CHANGES to Bendigo’s transport network will happen over several years rather in one major leap, according to City of Greater Bendigo planning and development director Prue Mansfield.
The council is developing a transport strategy aimed at addressing current and future issues with cars and public transport.
I suspect there will be a myriad of small changes, not one big change.
Ms Mansfield said more than 1000 people had had an input into the strategy.
“What the community has clearly told us is they don’t want any more congestion,” she said.
“No-one likes congestion and they want more choices for transport.
“How we can actually achieve that depends on how big the changes are.
“I suspect there will be a myriad of small changes, not one big change.
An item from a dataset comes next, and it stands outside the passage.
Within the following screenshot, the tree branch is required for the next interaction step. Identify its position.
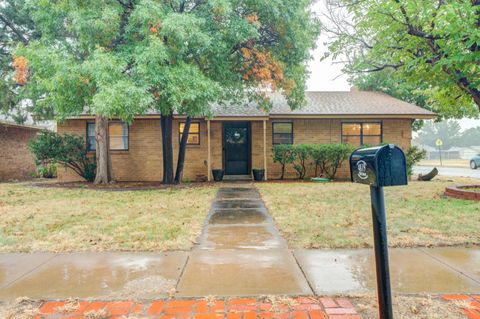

“What everyone acknowledges is this is a 30-year change for the community.
“It’s not going to happen in one or two years, it’s going to be a change over 30 years.”
About 50 people discussed the Integrated Transport Land Use Strategy at a public meeting on Tuesday.
Fifteen-year-old Caleb Ellis raised the idea of extending bus services to cover more routes more frequently.
“I also spoke about running a peak service which Bendigo doesn’t have,” he said.
“I mentioned upgrading facilities and making them cleaner, which would make people more likely to catch public transport.
“I also spoke about a free city loop shuttle bus which would go around key points of the CBD.”
The Girton Grammar student said he caught the bus to school as often as possible but said timetabling gave him limited options.
“Something needs to change if the people of Bendigo don’t want to rely on a car-based transport system,” he said.
“Pointing out one key change is hard, but short term, I think the main key change would be to see improving the frequency of buses.
“They don’t come often enough.
“People won’t want to catch a bus if they have to schedule their day around the bus.”
Ms Mansfield said community engagement had been completed with a range of options and scenarios to be released around March next year.
Councillor Peter Cox said adding stops on the train line in Epsom and Eaglehawk would be significant.
“We’ve got to cater for the motor car, public transport, walking and cycling,” he said.
“It needs to be much more about balance. It’s pie in the sky to believe everyone won’t be driving cars in 50 years."